Emotion and Information Disorder in NLP: A Systematic Mapping and Benchmark Blueprint
Proceedings of the Second Workshop on Building Educational Applications Using NLP
Abstract
Online misinformation research in NLP has expanded rapidly, including approaches that model affective signals such as sentiment, discrete emotions, and emotion dynamics. However, the Information Disorder framework distinguishes misinformation, disinformation, and malinformation along dimensions of intention, harm, and contextual dependence, which are rarely operationalised in current datasets, tasks, and evaluation protocols. We provide a systematic mapping of 82 studies at the intersection of Information Disorder and emotion-aware NLP (51 model papers, 7 dataset papers, 24 survey/theory papers). Across empirical works (58), veracity-centric supervision dominates (72.4% binary labels), while explicit intention and harm variables appear in only 1.7% each.
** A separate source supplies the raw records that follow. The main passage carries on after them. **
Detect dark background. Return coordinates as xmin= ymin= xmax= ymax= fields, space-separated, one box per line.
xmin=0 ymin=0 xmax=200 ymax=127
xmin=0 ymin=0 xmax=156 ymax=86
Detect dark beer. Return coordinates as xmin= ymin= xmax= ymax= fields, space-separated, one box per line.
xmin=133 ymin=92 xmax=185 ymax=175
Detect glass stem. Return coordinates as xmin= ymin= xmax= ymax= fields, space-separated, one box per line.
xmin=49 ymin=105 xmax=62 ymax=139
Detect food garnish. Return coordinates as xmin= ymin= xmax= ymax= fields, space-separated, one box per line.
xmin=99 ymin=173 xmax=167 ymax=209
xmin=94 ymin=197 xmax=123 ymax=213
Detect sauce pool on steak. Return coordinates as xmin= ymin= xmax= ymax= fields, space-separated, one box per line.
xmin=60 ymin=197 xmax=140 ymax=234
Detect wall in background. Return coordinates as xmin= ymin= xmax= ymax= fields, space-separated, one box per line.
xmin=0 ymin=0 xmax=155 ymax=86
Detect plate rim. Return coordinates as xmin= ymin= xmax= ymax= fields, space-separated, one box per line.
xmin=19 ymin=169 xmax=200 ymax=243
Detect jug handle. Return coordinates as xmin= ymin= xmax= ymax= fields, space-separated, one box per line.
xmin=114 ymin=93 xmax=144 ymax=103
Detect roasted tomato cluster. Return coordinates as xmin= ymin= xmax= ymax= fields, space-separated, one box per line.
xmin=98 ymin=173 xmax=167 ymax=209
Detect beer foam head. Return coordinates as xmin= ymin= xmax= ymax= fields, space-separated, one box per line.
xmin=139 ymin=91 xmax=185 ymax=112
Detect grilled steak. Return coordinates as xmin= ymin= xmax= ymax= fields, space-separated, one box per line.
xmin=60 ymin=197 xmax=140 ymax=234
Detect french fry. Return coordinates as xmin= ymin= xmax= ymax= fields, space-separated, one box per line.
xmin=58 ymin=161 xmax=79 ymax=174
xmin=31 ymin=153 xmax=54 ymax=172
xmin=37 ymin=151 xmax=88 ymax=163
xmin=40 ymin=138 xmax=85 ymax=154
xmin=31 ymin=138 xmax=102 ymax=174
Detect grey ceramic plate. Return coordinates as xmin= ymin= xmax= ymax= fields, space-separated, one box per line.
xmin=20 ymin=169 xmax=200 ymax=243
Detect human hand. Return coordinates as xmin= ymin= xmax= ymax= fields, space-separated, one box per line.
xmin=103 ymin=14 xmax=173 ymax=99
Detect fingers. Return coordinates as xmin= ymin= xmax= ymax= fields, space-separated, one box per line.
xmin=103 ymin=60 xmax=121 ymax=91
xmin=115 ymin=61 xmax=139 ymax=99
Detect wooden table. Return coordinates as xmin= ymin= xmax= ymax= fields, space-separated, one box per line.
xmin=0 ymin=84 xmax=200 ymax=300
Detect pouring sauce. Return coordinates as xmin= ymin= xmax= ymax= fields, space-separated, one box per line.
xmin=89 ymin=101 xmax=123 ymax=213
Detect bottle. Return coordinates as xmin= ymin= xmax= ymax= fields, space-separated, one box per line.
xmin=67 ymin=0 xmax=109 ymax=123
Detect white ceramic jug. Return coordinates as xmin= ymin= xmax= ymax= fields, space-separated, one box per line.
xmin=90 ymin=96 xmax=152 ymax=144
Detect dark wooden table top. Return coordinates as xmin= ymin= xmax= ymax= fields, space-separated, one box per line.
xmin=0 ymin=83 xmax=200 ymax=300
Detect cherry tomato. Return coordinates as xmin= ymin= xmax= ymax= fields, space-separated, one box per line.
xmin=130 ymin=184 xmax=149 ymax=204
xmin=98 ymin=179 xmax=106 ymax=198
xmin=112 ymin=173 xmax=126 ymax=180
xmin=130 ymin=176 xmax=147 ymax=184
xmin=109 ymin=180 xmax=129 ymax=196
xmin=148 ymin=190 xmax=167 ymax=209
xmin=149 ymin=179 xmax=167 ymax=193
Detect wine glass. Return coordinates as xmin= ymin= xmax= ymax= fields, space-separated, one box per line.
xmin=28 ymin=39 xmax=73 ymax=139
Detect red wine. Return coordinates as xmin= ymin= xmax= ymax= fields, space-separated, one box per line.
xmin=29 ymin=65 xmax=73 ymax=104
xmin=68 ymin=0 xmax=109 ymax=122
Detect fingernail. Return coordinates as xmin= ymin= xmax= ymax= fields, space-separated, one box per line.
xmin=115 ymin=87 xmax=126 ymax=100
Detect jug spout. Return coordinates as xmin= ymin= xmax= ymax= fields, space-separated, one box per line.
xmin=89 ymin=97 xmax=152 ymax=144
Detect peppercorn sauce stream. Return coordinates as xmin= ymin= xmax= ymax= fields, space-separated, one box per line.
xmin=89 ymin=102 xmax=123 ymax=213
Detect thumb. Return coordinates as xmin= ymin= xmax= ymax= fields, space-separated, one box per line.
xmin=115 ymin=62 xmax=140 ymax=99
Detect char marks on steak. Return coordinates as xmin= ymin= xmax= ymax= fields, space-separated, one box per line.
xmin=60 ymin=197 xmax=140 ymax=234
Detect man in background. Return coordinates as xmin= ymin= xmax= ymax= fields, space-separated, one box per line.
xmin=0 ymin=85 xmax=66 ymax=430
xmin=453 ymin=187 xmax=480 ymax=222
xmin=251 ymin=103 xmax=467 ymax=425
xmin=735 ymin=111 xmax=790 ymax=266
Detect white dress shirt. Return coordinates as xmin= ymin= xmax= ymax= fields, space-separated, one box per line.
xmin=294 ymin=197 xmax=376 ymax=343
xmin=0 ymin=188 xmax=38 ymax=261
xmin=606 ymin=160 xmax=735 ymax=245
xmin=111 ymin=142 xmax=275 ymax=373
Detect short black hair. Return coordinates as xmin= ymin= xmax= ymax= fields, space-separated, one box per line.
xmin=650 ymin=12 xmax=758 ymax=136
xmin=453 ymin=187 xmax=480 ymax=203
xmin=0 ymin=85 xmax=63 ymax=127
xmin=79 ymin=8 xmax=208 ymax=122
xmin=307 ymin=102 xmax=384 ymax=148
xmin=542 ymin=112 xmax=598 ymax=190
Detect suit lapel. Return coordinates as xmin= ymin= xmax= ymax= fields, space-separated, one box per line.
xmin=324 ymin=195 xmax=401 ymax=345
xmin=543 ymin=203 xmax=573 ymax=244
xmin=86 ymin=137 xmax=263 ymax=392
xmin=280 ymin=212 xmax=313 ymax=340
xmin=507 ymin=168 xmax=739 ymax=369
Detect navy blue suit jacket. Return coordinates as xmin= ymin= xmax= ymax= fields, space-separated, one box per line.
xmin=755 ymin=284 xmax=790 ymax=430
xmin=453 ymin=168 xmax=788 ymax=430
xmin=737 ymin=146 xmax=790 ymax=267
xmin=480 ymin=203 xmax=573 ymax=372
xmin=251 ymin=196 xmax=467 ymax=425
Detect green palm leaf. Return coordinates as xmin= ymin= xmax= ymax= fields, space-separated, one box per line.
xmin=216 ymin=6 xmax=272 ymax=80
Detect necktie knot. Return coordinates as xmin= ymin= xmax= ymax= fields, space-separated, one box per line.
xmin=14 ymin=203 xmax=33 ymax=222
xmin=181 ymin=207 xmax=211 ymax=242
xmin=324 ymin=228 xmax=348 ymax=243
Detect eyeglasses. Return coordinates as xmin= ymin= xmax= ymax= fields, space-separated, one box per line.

Evaluation relies mostly on random splits (79.3%), limiting robustness to source and temporal shifts. Emotion is represented in 43.1% of model papers, mostly as static features, with emotion dynamics and audience emotion rare. Based on these findings, we propose an operational taxonomy aligned with Information Disorder and a benchmark blueprint specifying tasks, annotation variables, split strategies, and evaluation protocols to support theory-grounded, comparable progress.